Open GeoffNN opened 4 years ago
I'm running the examples code with and without this patch, and the 12 CPUs I have are all constantly at 100% , and don't see any speed improvements after using this patch. It seems that numba (or llvm) is by default already deciding to parallelize some parts of the code
I'm going to run a couple more benchmarks, but if the performance is the same I would be more inclined to let numba decide which parts to parallelize, as he'll likely do a better job than us at that (thinking for example at nested parallelizable loops) ;-)
and the parallelization I observe definitely comes from numba, as I can get it down to use just one CPU with the environment variable NUMBA_NUM_THREADS=1
For now, the only parallelization that's done in this part of the code base is for sampling the batches, once per epoch.
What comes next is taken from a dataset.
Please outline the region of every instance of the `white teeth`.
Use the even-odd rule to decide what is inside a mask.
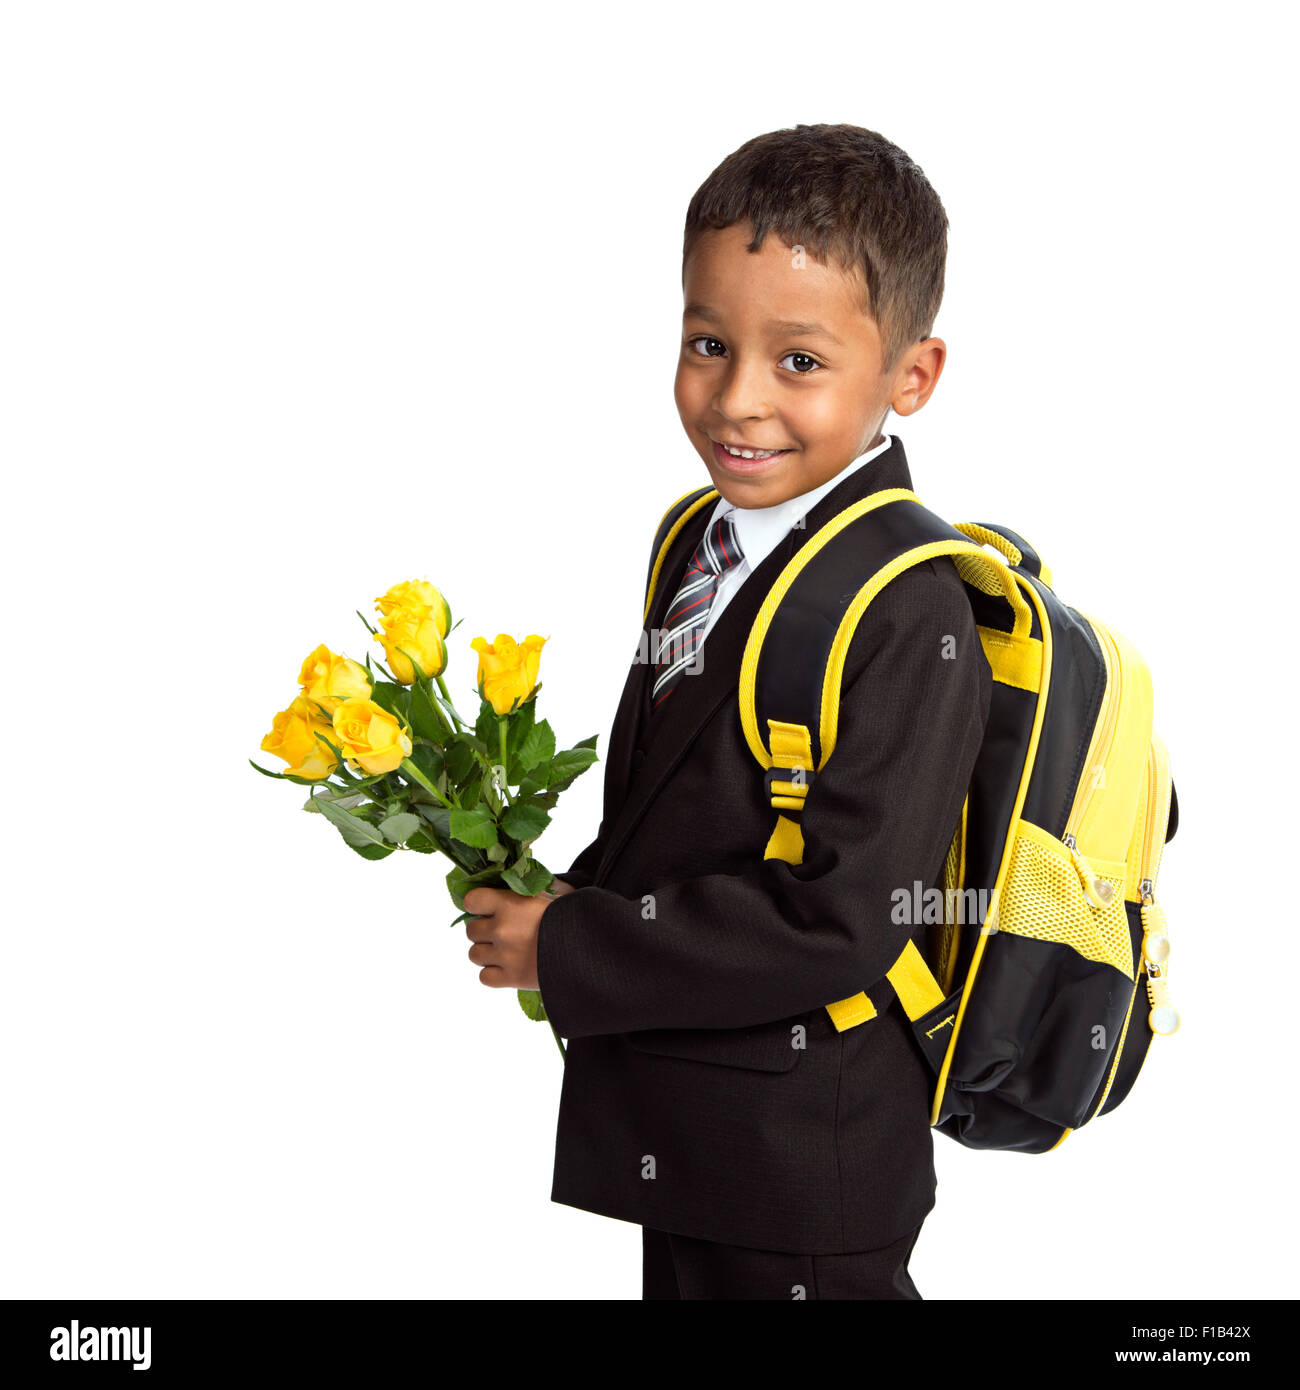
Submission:
[[[738,459],[770,459],[773,454],[779,454],[780,449],[733,449],[730,444],[722,446],[733,458]]]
Is it possible that the 100% on the CPUs (that I also observe on my machines) is because there's no deallocation between two calls to that function?
What happens if we remove parallel=True for sampling the batches, and put it for the matrix multiplication?
OK I think I found why I was seeing all CPUs being used. It's because the bottleneck of the algorithm is not in the algorithm itself but in computing the fw_gap used for reporting. This uses the full gradient, and so Numpy's matrix-vector routines that fire up all CPUs
Does that mean that it would be nice in practice ? Since for applications, you won't be computing the gap very often.
Parallelization for the sparse matrix multiplication, row-wise. Cf this thread, which announces nice speed ups.